Filmography of Milica Pavlović
| Year | Title | Role | Genre | Notes |
| 2011-12 | Zvezde Granda | Herself | Television | Season 6, contestant |
| 2016 | Tvoje lice zvuči poznato | Season 3, Episode 3 (contestant) |
| 2021 | Pevačica | Ivana Lazić | Season 1, lead role |
| 2025 | LAV The Showrunner | Herself | Documentary |  |
| LAV The Show | Concert film |

== Awards and nominations ==

List of awards and nominations of Milica Pavlović
Year: Award; Category; Nominee/work; Result; Ref.
2015: Oskar Popularnosti; Best Stage Performance; Herself / "Dominacija"; Won
2016: Best Female Singer; Herself; Won
2017: Album of the Year; Boginja; Won
2019: Music Awards Ceremony; Traditional/Modern Folk Song of the Year; "Operisan od ljubavi"; Won
2023: Pop-Folk Song of the Year; "Provereno"; Nominated
Viral Song of the Year: "Šećeru" (feat. Albino); Nominated
Album of the Year: "Posesivna"; Won
2022: Festival of Drama and Series (FEDIS); Best Acting Couple; Herself and Miloš Timotijević; Won

==Personal==
Being raised away from her mother, the two developed a fraught relationship. In a 2019 interview, Pavlović stated that she had not spoken to her mother in ten years.

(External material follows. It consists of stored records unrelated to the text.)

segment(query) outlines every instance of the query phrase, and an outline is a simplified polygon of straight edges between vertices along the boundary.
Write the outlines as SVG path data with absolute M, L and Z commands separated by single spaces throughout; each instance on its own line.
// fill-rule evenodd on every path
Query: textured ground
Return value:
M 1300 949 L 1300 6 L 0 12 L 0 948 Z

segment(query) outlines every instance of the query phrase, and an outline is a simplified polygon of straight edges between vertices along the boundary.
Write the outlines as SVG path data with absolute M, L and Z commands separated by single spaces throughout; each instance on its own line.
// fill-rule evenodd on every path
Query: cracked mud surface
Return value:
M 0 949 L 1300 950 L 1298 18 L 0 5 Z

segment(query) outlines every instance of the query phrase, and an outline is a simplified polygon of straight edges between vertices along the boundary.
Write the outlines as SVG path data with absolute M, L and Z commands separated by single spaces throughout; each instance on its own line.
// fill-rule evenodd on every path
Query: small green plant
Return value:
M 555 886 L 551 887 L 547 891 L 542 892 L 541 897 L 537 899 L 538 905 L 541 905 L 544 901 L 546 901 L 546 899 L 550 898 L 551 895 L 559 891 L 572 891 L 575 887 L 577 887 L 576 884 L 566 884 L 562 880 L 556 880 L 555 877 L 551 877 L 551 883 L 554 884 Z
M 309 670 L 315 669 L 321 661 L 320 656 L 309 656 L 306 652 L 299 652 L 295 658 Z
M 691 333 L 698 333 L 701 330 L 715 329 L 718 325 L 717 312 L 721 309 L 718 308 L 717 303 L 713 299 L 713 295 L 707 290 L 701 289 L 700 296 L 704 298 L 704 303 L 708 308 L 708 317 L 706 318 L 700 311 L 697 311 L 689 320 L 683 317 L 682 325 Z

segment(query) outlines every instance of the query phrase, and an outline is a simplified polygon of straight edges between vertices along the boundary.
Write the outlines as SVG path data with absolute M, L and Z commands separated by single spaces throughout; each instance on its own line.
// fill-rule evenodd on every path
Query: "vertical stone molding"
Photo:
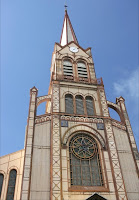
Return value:
M 118 153 L 116 149 L 116 144 L 114 140 L 114 134 L 112 129 L 112 124 L 110 120 L 105 120 L 106 134 L 108 138 L 108 145 L 110 150 L 110 156 L 112 161 L 112 167 L 116 182 L 116 190 L 118 193 L 118 200 L 127 200 L 124 181 L 122 177 L 121 167 L 119 163 Z
M 59 112 L 59 85 L 53 84 L 52 111 Z M 52 200 L 61 200 L 61 164 L 60 164 L 60 121 L 59 115 L 52 117 Z
M 56 84 L 53 84 L 52 104 L 53 112 L 59 112 L 59 85 Z
M 100 95 L 100 101 L 101 101 L 101 106 L 102 106 L 102 114 L 105 117 L 109 117 L 107 101 L 106 101 L 106 97 L 105 97 L 105 93 L 103 89 L 99 90 L 99 95 Z
M 38 90 L 35 87 L 33 87 L 30 90 L 30 105 L 29 105 L 29 115 L 28 115 L 26 143 L 25 143 L 25 158 L 24 158 L 21 200 L 29 199 L 30 178 L 31 178 L 31 159 L 32 159 L 37 93 L 38 93 Z
M 53 116 L 52 200 L 61 200 L 60 127 L 59 116 Z

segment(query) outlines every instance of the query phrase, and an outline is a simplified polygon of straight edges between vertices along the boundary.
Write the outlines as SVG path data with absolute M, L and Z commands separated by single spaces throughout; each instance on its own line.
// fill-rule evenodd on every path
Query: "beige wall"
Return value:
M 30 199 L 50 199 L 50 121 L 35 125 Z
M 20 200 L 22 174 L 23 174 L 24 149 L 2 156 L 0 158 L 0 173 L 4 174 L 1 200 L 6 199 L 9 174 L 12 169 L 17 170 L 14 200 Z
M 128 200 L 139 200 L 139 179 L 126 131 L 113 127 Z

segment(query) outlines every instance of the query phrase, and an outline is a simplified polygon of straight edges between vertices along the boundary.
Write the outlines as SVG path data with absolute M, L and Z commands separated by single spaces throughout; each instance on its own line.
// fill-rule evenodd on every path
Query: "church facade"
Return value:
M 123 97 L 106 99 L 67 10 L 48 95 L 30 90 L 23 150 L 0 158 L 1 200 L 139 200 L 139 155 Z M 46 112 L 37 107 L 46 102 Z M 114 109 L 120 121 L 110 117 Z

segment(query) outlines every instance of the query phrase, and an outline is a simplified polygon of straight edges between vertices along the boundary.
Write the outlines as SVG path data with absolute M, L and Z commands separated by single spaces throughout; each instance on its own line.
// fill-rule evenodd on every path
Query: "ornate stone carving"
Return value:
M 108 106 L 107 106 L 104 90 L 102 89 L 99 90 L 99 94 L 100 94 L 100 101 L 102 105 L 103 116 L 109 117 Z
M 47 121 L 50 121 L 50 120 L 51 120 L 51 116 L 50 116 L 50 115 L 37 117 L 37 118 L 35 119 L 35 124 L 47 122 Z
M 61 116 L 61 120 L 75 121 L 75 122 L 88 122 L 88 123 L 103 123 L 101 118 L 87 118 L 87 117 L 73 117 L 73 116 Z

Pavlović is a practicing Orthodox Christian. In October 2025, she announced plans to construct a small Orthodox place of worship with her father, Dragoslav, in her home village and reflected on the central importance of religious faith and spirituality to her life. Her press release emphasized a powerful spiritual experience she had during a trip to Bali, where a priest helped her in a ritual of "purifying karma", which involved singing and prayer.